As my current project draws to a close, I need to deliver document search capabilities.
SQL Server, despite how much I love it, requires you to have the documents reside *inside* the database for it to index them. That is ugly. So I ventured out and went with much-hyped and totally-cool Lucene from Apache. I am an Apache bitch, and why not, I love them and they love everyone.
So I ran some tests and everything works great and I can sleep at night.
Today, Saturday, after we release the first iteration of the live site and I am in post-stress bliss, I discover that Lucene does not index PDFs out of the box. Text is cool, PDF ain’t cool.
Rapid searches turn into slow searches, during which I find bizarro projects such as Docco or Multivalent – both of which are as hostile and not helpful as they get. Do you REALLY expect to documentation? Blech! RTF(non-existent)M!

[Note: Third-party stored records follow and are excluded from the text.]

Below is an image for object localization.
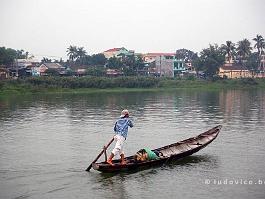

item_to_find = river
[0,90,265,199]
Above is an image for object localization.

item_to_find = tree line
[0,35,265,77]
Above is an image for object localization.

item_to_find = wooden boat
[92,125,222,173]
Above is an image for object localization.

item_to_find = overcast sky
[0,0,265,59]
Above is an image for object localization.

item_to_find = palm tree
[76,47,87,64]
[253,35,265,56]
[236,39,252,62]
[222,41,235,63]
[66,45,77,62]
[253,35,265,70]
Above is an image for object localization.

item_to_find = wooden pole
[86,138,114,172]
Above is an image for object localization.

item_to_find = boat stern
[92,163,99,170]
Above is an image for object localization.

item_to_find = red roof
[221,63,248,70]
[144,53,176,56]
[104,48,122,52]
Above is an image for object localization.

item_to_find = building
[143,53,175,77]
[173,59,188,77]
[218,63,252,79]
[0,67,9,80]
[35,63,66,76]
[103,47,134,59]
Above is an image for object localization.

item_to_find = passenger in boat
[134,148,159,162]
[107,110,133,165]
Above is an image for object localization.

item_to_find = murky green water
[0,90,265,199]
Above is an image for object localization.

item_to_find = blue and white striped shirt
[114,117,133,139]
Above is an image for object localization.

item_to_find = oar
[86,138,114,171]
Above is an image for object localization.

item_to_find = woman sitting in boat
[134,148,160,162]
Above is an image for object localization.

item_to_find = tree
[0,47,17,66]
[221,41,236,63]
[253,35,265,70]
[41,57,52,63]
[236,39,252,62]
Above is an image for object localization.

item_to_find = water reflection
[0,90,265,198]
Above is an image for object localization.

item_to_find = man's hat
[120,109,129,118]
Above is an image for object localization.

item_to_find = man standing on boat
[107,110,133,165]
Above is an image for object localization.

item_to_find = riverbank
[0,77,265,95]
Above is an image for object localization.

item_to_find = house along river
[0,90,265,199]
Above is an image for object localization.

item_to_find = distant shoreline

I even stumble across over-the-top solutions that provide you a complete web application that will index the ass off your website – Zilverline, and that’s very cool but I need a component or library I can integrate into my code and Lucene was so neat and fit that bill.
Finally, I come across PDF Box – which pretty much was it. It reads PDFs, converts them to text, and Lucene can now play with PDFs!
Now on to Word where Apache’s Jakarta POI is supposed to provide the goods for Excel, Word and even PowerPoint… am I being too optimistic?